The genetic contribution of the Turkic nomads of the gene pool of the Bashkir also traced, but evaluation of its role is complicated by the fact that the Turkic tribes were a confederation of tribes of mixed descent, being genetically heterogeneous.
Figure 6. The situation of populations in the space of two first principal component according to the Y chromosome haplogroup frequencies.

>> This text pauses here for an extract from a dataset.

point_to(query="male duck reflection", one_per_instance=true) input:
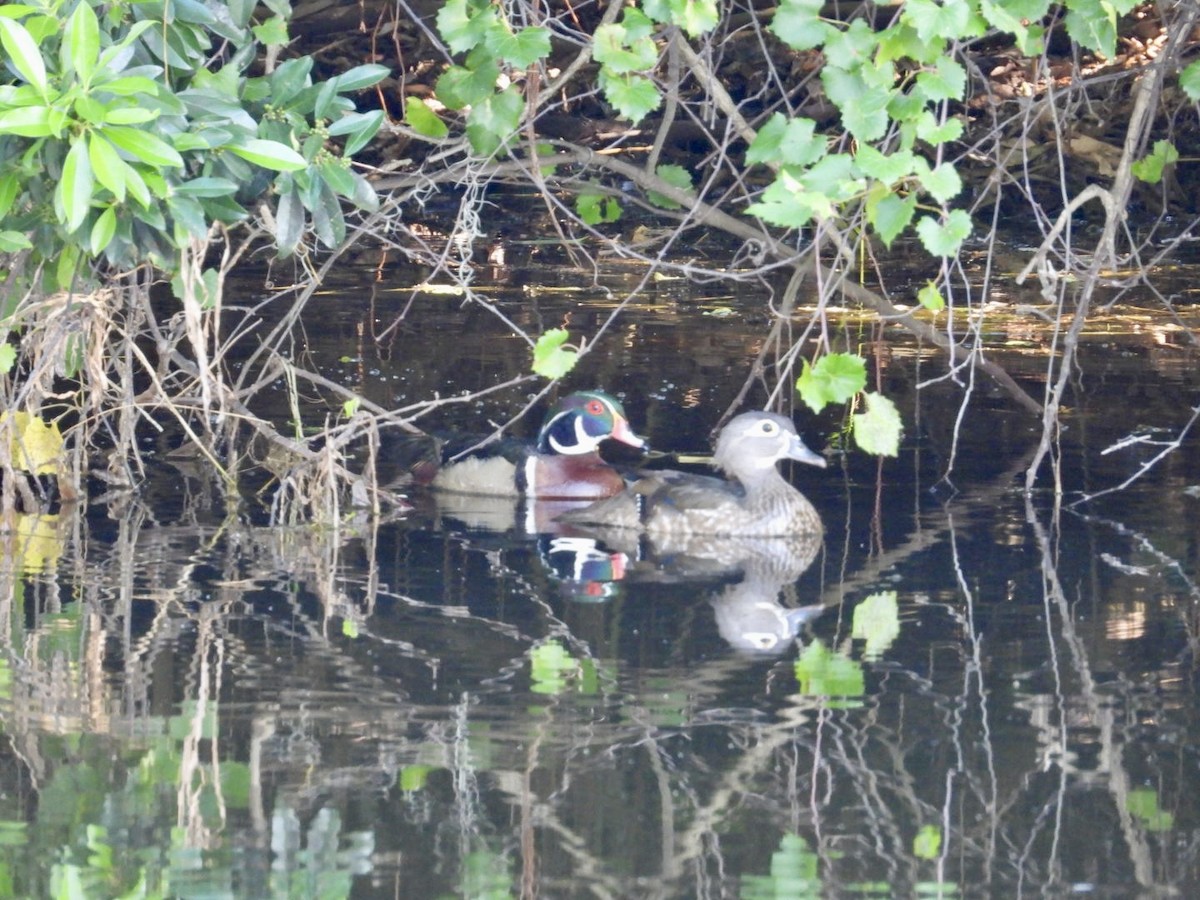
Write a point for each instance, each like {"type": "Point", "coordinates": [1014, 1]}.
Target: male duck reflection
{"type": "Point", "coordinates": [563, 465]}
{"type": "Point", "coordinates": [756, 503]}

Analysis of Y chromosome haplogroup frequencies, conducted by the method of principal components in the Bashkir subpopulations and populations of Europe and Asia showed that the first two components explain up to 41.3% of genetic diversity. Bashkir subpopulations do not form a distinct cluster, and distributed on the graph between the populations of Siberia, Eastern Europe and the Middle East. Most similar to Asian populations Orenburg (east) and sterlibashevskie Bashkirs. It is also interesting to note that gayninskie and baymakskie Bashkirians were next on the schedule. This location on the chart due to the high frequency of haplogroup R1b3 in these populations that may have resulted from genetic drift in them in conditions of prolonged isolation [Kuzeyev 1974; Yusupov, 2006].
In general, the data on the system of three molecular genetic markers formed the complete picture of genetic relationships among subpopulations Bashkir and other peoples of the world. Different marker system greatly complement each other, providing separate information on paternal and maternal contribution to the genetic history of populations of Bashkir. It should be noted that the genetic structure of the Bashkir subpopulations obtained by analysis of Y chromosomes, reveals significant differences as the results of the mtDNA data and the results obtained from data on the frequency distribution of Alu insertions. These differences are explained as different effective population sizes (when compared to single parental markers Alu insertion type) and the phenomenon patrilokal ARRANGEMENTS (when comparing the Y chromosome and mtDNA), as well as the pressure of multiple demographic factors at different stages in the formation of this ethnic group that has influenced contemporary appearance of subpopulations of Bashkir.
Also keep in mind that we can observe and describe, respectively, only events that left an imprint in the genes of modern populations and that part of demographic events were inevitably wiped off the genetic picture of populations.